Femminicidio, educazione affettiva e relazioni sono i primi temi ad aprire il dialogo in Sala Verde: “Quando un uomo pensa che la sua identità virile consiste nel comando e nel consenso si concretizza una vera e propria tragedia culturale”, commenta Maraini rispondendo alla domanda di una ragazza in sala. “Il femminicidio è parte di una regressione culturale e oggi — troppo spesso — si radica all’interno delle famiglie”.

Serve un’educazione che abbracci animo, mente e corpo, dice: quella che definisce “un’educazione alla persona”, su cui le famiglie non possono porre veti. “Esistono gruppi familiari oppressivi e violenti che non permetterebbero mai ai propri figli di seguire un corso di educazione affettiva a scuola”, riflette insieme ai ragazzi della sala.

Sul ruolo della letteratura la scrittrice apre una digressione che cattura l’attenzione: “La letteratura non cambia il mondo, perché il mondo lo cambiano l’economia e la politica. Lavora in profondità, perché dietro ogni cosa che accade c’è una consapevolezza collettiva che si costruisce attraverso la lettura — e che oggi sembra persa, a causa di una semplificazione delle idee”.

“Idee e movimenti che nascono”, spiega Maraini sollecitata da una domanda di Giovanni, “da un consumismo delle idee” — un concetto che richiama la critica che già negli anni Settanta Pier Paolo Pasolini muoveva alla società dei consumi, accusata di aver appiattito pensiero e linguaggio in nome del mercato.

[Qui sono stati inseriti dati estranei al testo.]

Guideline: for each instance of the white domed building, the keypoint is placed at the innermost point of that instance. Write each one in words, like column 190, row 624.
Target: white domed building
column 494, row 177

È una trasformazione che travolge molti ambiti della quotidianità e Maraini si sofferma sul mondo dell’editoria: “È cambiato tutto. Prima gli editori puntavano sui libri in cui credevano. Ora la scelta la fa il mercato, che pubblica più di 85mila copertine all’anno”.

A Giovanni – come con ogni ragazzo che incontra durante la sua permanenza nella Cittadella del Cinema – chiede se partirà per l’Erasmus e, soprattutto, se tornerà. “Abbiamo bisogno delle vostre menti, della vostra curiosità”, gli dice.

È questo un rituale che sembra assumere i connotati di un gesto quasi materno, quello di una madre che di fronte all’ennesimo figlio in partenza, non smette di tenere accesa la speranza che torni.

Perché, in fondo, ciò che trasmette oggi Dacia Maraini nella Sala Verde si risolve in una profonda manifestazione d’amore. L’amore per i sogni che questa generazione dimostra di non aver perso.

Perché non ha ancora smesso di amare la letteratura.